Two cases, one State and one Federal, declined to prevent a competitor from using what was alleged to be another’s secret information.
In Art and Cook, Inc. v. Haber, the Eastern District court found that the secrets alleged to have been infringed or disclosed were in fact not secrets, legally speaking. The plaintiff claimed that Haber, an ex-salesman of plaintiff’s cookware and kitchenware, had been caught emailing himself a list of buyers and separately, marketing, sales and customer list information. After Haber’s termination, he began to compete against plaintiff.

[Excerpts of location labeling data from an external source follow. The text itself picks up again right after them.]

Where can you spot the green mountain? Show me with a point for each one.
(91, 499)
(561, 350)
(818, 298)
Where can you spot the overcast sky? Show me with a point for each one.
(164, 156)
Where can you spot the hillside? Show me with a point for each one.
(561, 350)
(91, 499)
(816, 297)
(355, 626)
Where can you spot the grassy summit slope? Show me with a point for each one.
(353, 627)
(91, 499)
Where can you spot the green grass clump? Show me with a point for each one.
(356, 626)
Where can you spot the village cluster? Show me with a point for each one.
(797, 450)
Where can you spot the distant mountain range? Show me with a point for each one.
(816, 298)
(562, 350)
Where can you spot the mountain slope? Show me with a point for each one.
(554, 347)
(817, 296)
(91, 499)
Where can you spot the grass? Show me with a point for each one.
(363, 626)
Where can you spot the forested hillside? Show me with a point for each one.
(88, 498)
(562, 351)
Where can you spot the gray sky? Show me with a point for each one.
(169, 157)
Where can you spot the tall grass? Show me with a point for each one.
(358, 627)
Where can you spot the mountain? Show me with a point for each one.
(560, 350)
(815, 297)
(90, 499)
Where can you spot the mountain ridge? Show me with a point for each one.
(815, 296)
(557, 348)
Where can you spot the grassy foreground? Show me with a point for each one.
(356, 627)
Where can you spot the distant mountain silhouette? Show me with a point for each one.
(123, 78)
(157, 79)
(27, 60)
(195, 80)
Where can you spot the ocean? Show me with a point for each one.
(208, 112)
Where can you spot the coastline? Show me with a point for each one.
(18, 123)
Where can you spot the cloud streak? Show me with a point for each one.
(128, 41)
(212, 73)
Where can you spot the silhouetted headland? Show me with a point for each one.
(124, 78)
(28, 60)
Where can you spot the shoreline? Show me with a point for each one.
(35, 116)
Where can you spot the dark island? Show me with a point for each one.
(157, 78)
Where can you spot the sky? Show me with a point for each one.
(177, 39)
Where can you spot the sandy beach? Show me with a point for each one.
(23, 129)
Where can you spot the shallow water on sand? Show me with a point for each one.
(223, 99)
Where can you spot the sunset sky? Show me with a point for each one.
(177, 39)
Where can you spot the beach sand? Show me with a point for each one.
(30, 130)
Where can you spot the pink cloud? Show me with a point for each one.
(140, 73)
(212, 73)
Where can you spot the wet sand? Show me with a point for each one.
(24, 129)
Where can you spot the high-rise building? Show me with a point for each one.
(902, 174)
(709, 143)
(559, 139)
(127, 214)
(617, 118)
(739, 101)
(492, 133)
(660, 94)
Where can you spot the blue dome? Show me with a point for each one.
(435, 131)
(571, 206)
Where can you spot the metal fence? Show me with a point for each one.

In declining to find that these lists were protectable trade secrets, the court addressed each of these two categories of information that Haber had sent himself. The court discussed the reason and manner of how a customer list could be deemed a trade secret. Specifically, a customer list created through significant effort and which contains unique or valuable information generated by a business, and maintained by the business as a secret, may be enforced as a secret. But, a “contact list [that] contains little more than publicly available information, even if it takes considerable effort to compile, it is not accorded protection… .” In this case, the court determined that the customer list was a compilation of names that the plaintiff hoped to solicit but which did not reflect unique information. That the list took substantial time to create would not convert a list consisting of largely public information into a secret. Finally, the court noted that where “the contacts on Plaintiff’s customer lists are generally known within Plaintiff’s industry is fatal [to a claim of infringement]. Simply put, knowledge that is generally known within an industry cannot be said to constitute the trade secret of one industry participant.”